The finding of regions of interest in an image is called segmentation-find the face in 
the image. Any errors in this step are preferred to be false acceptance, (passing pixels that 
may not contain parts of the face), but not false negatives (miss regions that might contain 
parts of the face). The same concept applies to processing sound. For example, when 
trying to identify a speaker's voice, sound is recorded. The parts of the recording that 
need to be identified must be segmented from the rest of the recording. To be of any 
benefit, this step must significantly reduce the number of pixels or periods of the recording 
that the next steps of feature extraction and classification must deal with. The processing 
of the raw pixels to find the regions that might contain the face may be the toughest of the 
image processing stages.

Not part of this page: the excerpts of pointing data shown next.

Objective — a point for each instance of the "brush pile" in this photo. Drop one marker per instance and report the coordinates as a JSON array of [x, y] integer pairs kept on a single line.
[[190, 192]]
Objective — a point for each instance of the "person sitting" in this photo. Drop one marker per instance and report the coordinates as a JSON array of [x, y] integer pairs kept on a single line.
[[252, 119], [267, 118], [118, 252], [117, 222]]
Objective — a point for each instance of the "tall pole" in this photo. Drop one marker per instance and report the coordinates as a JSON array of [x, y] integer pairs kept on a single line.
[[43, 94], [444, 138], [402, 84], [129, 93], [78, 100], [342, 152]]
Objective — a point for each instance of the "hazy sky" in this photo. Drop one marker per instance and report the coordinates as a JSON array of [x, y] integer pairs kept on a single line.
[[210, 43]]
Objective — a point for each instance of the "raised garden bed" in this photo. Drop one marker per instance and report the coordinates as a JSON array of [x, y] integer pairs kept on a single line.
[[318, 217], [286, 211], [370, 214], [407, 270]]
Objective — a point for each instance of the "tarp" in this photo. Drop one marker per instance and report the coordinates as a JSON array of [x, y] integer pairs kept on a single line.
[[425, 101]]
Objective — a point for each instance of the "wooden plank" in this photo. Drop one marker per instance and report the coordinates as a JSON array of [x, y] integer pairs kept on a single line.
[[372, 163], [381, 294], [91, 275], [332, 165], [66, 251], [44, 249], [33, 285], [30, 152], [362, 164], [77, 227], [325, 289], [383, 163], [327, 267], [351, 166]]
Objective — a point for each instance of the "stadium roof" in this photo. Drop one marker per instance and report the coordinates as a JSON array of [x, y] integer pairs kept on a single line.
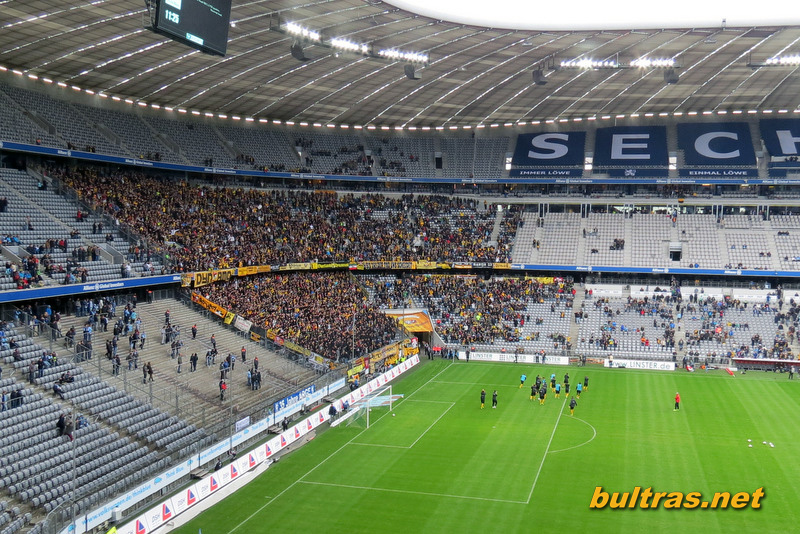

To reduce the amount of computation necessary for the 
subsequent processing the system should only look in those regions of space, time, 
frequency, intensity or texture where the face is likely to be located. A one-pass 
segmentation algorithm filters the raw data to eliminate obvious nonface regions (a 
function of neighborhood calculations). 

Before feature extraction, image preprocessing is usually necessary. The most 
common preprocessing is some form of energy norm al ization. The preprocessing is 
necessary because images have characteristically low contrast and lots of irrelevant 
structure. To be effective for real world images, the energy normalization is usually based 
on local neighborhood information. Most segmentation techniques are based on 
morphological operations, texture analysis and local intensity comparisons or spatial 
frequency information processing that allow discrimination of regions of interest from the 
rest of the pixels. 

Single neurons can be probed by electrodes and stimulus response measurements 
made. The results of such measurements show that the system cares about local 
orientation information and motion direction. Similar more recent measurements have 
expanded this idea to localized texture information as being the critical first step. To get 
information from multiple locations, radioactive dyes have been used and clearly show the 
mapping of the real world onto the visual cortex. One problem with these experiments is 
that the animal has to volunteer to have its metabolism reduced to zero for the 
measurements. Only volunteer animals are used of course. Using VLSI technology, 
multiplexed array cortical electrodes have recently been made and implanted directly onto 
cortex.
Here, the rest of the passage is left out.